Novak Djokovic this year has had, without a doubt, one of the greatest displays of tennis ever seen.
Of the 48 matches played this year, he has lost only once – to Roger Federer at the French Open semi-finals. Prior to that sole loss, he had racked up the third longest winning streak in professional tennis history (tied with Born Borg at 43)*. He capped his performance recently with a brilliant display in beating Rafael Nadal to capture his first Wimbledon title.
Since Djokovic has recently beaten Federer – considered by many as perhaps the best ever – on numerous occasions and also every single time this year beaten Nadal, who over the last couple of years has beaten Federer at every Grand Slam meeting they’ve had, some people are wondering, should Djokovic then be considered as one of the best ever?

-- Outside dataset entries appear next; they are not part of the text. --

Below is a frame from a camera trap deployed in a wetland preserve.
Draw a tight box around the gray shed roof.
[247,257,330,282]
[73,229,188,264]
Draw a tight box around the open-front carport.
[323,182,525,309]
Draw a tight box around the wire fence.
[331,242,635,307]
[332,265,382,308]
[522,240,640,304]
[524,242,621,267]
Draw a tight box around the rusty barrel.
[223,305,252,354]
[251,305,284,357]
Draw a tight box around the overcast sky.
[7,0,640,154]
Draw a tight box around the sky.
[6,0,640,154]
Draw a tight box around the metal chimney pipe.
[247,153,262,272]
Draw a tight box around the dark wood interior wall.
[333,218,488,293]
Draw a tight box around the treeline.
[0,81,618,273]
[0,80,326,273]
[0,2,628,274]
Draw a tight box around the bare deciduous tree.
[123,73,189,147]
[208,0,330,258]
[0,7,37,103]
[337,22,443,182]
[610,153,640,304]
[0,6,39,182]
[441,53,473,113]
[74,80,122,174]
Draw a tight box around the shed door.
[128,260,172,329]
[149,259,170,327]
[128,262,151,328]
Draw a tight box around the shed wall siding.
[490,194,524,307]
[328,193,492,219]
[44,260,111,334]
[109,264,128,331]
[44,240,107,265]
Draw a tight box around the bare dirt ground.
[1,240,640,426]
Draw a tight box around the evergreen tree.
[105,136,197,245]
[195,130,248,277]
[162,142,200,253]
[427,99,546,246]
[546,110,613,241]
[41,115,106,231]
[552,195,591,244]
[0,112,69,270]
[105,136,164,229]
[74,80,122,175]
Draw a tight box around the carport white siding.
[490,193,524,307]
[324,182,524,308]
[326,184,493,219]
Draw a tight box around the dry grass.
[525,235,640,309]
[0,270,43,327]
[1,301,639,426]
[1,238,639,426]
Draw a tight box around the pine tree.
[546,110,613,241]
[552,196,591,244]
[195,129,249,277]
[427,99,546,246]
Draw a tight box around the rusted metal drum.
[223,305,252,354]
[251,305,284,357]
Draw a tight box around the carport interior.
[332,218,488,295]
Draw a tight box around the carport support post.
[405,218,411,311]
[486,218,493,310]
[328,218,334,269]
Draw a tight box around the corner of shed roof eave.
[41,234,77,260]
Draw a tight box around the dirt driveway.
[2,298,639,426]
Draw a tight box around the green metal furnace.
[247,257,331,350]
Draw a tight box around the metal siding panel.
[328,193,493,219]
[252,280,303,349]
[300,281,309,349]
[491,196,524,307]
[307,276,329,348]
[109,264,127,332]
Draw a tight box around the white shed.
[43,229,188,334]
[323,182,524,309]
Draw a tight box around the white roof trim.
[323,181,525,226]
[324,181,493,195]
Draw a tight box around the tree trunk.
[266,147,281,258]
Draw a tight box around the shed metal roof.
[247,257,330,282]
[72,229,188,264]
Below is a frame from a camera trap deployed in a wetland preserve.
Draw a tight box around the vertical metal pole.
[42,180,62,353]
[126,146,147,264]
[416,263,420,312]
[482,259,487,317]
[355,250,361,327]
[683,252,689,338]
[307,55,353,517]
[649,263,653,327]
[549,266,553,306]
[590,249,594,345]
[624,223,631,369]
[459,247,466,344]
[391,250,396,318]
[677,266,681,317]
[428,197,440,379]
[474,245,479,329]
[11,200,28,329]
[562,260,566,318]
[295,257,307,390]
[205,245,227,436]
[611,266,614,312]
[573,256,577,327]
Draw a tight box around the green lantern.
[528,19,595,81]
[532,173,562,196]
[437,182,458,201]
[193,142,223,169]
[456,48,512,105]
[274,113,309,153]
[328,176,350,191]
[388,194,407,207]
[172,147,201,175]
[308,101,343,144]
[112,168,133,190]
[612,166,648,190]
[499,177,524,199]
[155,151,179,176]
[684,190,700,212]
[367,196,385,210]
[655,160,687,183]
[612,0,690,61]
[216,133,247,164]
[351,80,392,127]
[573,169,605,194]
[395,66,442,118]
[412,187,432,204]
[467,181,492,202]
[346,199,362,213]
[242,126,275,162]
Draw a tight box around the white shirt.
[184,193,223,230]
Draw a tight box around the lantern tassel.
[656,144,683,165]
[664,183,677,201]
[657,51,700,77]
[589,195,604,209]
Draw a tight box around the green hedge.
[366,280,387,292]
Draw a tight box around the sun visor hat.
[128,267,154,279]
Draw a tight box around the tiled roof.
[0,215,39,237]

That bold assertion is, to say the least, extremely premature. No doubt he deserves to be #1 right now. Similarly, as far as this year goes, he’s the best overall. But that’s only this year. He has won only 3 grand slams (2 Australian and 1 Wimbledon) with the last two coming this year alone.
Nadal on the other hand has won 10 while Federer has 16. Both have shown impressive performances over the last few years, which is why they accumulated a combined 26 grand slams.
Djokovic certainly won’t be able to do a Grand Slam – win all 4 majors in the same year – this time. He’ll have to wait next year to try. Even what became knows as a “Rafa Slam” – holding all 4 majors at the same time – won’t be attainable either. Perhaps a career grand slam, which Federer and Nadal have already achieved, is possible. To do so, he’d still have to win the US Open and a French Open at some point in time.
That’s already a tall order to begin with. But if he is able to play at the same level for a long time and avoid injury, he certainly has the potential to do all of those.
But those sure are big “ifs”.
For now, let’s see how he fares in the next couple of months and at the year’s last grand slam – the US Open.
* Some don’t consider the actual longest streak of 47 as directly comparable since its holder, Guillermo Villas, skipped a lot of tournaments that year (1977).